Greenaccord ha promosso a Bari il XVI Forum nazionale dell’informazione cattolica per la custodia del Creato sul tema “Nessuno si salva da solo. Dalla Laudato si’ alla Fratelli tutti per un nuovo rinascimento sociale ed ecologico”. In che modo le due encicliche del Papa ci possono aiutare in questo cammino di rinascita?
La frase scelta “nessuno si salva da solo” riassume perfettamente la sintesi tra le due encicliche: siamo legati profondamente alla vita delle altre creature e siamo legati intimamente ai fratelli con i quali condividiamo il nostro passaggio sulla terra. Rinascere significa, pertanto, recuperare un rapporto armonico con il Creato e con le persone che incrociano la nostra vita.
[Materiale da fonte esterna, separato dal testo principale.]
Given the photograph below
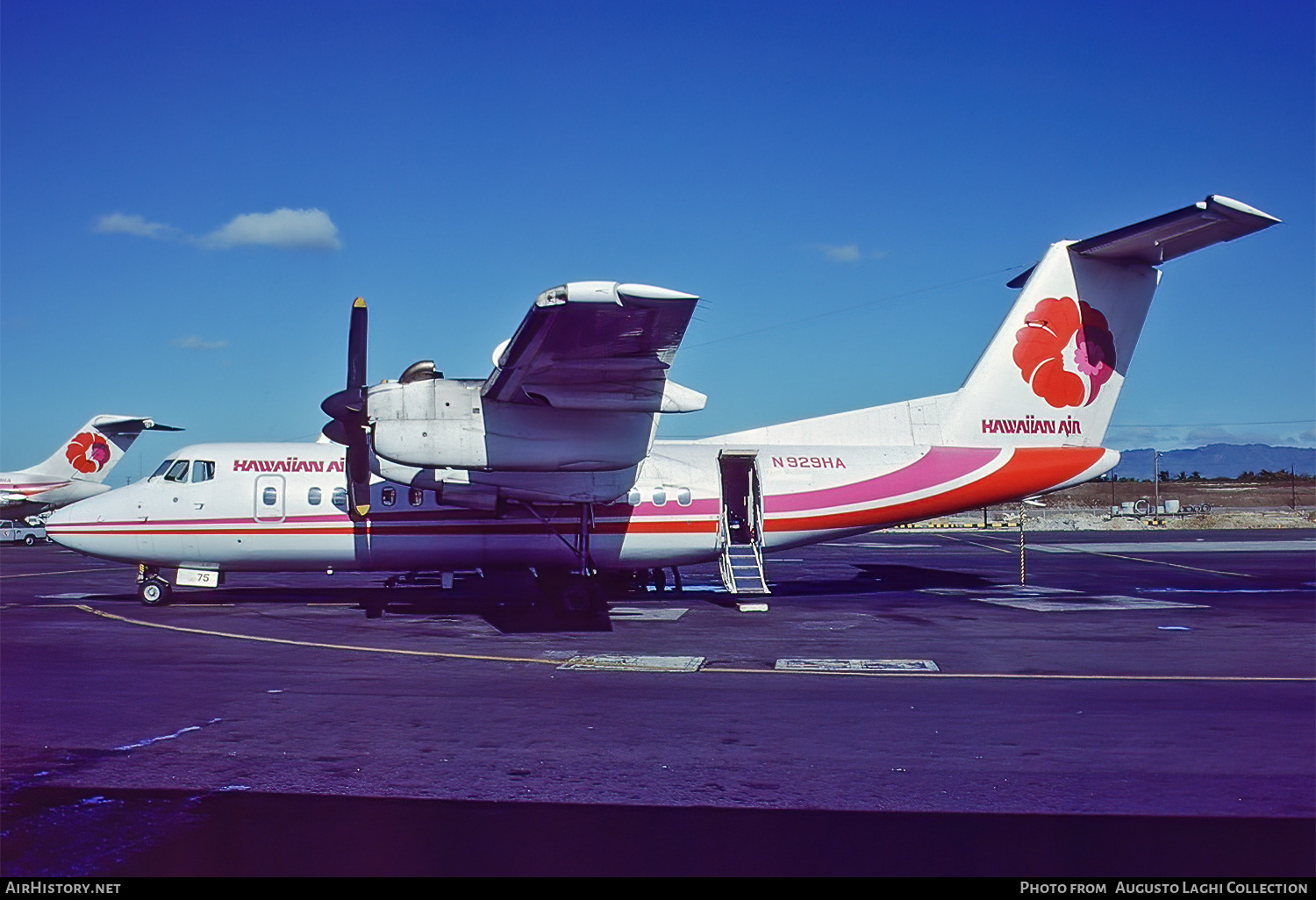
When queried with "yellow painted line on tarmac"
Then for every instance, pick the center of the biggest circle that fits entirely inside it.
(707, 668)
(75, 571)
(1113, 555)
(313, 644)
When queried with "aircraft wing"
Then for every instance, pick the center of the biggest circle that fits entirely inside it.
(597, 345)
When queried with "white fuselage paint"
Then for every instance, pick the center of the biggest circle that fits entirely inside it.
(255, 513)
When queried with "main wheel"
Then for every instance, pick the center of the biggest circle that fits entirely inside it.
(576, 595)
(154, 592)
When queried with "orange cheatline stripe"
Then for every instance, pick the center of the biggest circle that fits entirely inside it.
(1029, 470)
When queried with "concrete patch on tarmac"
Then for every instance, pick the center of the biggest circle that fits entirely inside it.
(642, 615)
(1087, 604)
(613, 662)
(857, 666)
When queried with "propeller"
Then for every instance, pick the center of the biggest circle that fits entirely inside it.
(347, 411)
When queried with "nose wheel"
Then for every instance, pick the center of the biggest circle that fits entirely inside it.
(154, 592)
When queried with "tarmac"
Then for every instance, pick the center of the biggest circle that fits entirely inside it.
(1142, 705)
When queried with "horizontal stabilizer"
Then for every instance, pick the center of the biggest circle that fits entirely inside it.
(1173, 234)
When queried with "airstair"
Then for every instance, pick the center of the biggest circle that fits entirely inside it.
(741, 524)
(742, 568)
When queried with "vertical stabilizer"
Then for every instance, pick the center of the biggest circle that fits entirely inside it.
(1053, 371)
(97, 447)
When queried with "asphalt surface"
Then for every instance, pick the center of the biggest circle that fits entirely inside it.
(1145, 705)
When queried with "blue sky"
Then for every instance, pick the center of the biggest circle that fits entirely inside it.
(848, 184)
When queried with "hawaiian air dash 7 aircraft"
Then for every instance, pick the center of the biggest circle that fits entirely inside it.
(550, 462)
(76, 470)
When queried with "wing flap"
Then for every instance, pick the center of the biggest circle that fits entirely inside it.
(594, 345)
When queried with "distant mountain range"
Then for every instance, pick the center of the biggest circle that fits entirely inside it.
(1219, 461)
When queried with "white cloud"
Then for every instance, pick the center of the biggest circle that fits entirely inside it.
(849, 253)
(137, 225)
(286, 229)
(194, 342)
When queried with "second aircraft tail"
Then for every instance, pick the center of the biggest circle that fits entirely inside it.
(97, 447)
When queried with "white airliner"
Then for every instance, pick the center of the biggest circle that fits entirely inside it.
(76, 470)
(550, 462)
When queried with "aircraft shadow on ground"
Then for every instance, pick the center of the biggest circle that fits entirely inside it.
(883, 578)
(508, 615)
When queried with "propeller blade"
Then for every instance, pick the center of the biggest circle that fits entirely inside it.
(358, 476)
(357, 346)
(347, 411)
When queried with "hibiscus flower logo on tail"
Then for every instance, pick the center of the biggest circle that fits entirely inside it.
(87, 453)
(1065, 352)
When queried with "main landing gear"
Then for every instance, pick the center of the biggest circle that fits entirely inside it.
(574, 591)
(573, 594)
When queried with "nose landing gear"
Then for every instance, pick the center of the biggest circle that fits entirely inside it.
(153, 589)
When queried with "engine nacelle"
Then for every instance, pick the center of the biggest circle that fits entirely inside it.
(447, 424)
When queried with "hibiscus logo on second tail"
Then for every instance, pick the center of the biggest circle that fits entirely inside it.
(1065, 352)
(87, 453)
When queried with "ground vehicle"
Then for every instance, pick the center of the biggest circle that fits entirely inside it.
(20, 532)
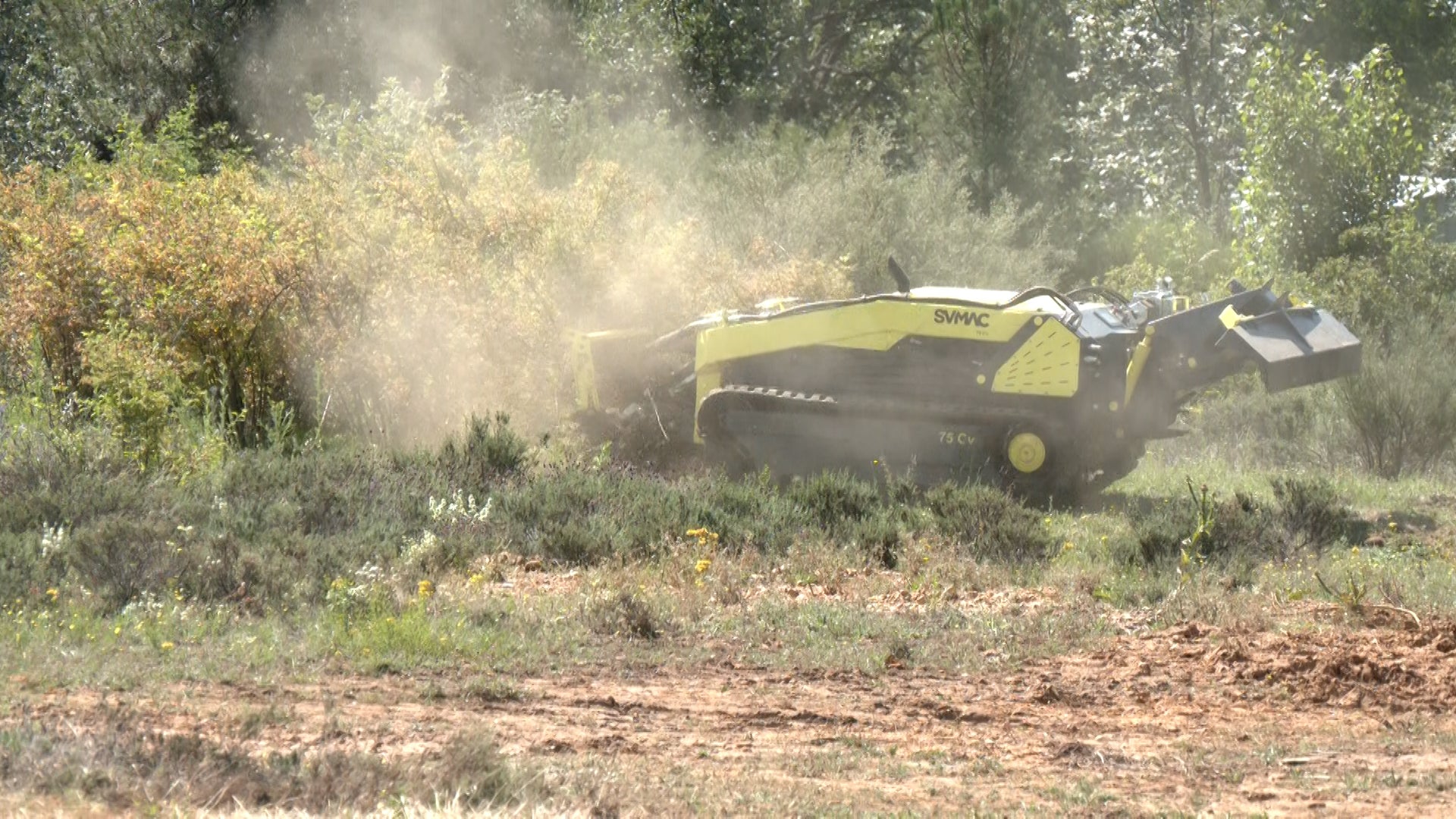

San Francesco definiva fratelli e sorelle le creature e gli elementi della natura ma nello stesso tempo manifestava la stessa fratellanza quando abbracciava il lebbroso: le fragilità hanno tutte bisogno della nostra cura.
Come guardare al futuro con fiducia?
Dal Forum è emerso che la transizione ecologica è indispensabile per un futuro di speranza ma, oltre agli investimenti, necessita della consapevolezza che tale passaggio – che implica l’abbandono del sistema economico basato sullo sfruttamento delle risorse e sui fossili – non sarà indolore perché ci saranno delle rinunce e dei sacrifici da dover affrontare ma il tutto è nell’ottica di realizzare “il pianeta che speriamo”. Tale fine, che rappresenta il sogno di molti, dev’essere quello che sostiene la “conversione ecologica” da intraprendere e che ci sostiene nei momenti di difficoltà.
Quanto la stampa cattolica può contribuire per una nuova coscienza ecologica?
I giornalisti saranno chiamati a sostenere, incoraggiare e rilanciare la transizione ecologica e gli inevitabili momenti di difficoltà che si presenteranno: il loro sostegno sarà dirimente ma occorre sensibilità, preparazione ed entusiasmo. Come Greenaccord sostiene, i giornalisti saranno chiamati ad essere le “sentinelle” del Creato, vigili e pronte a indicare la via maestra da percorrere.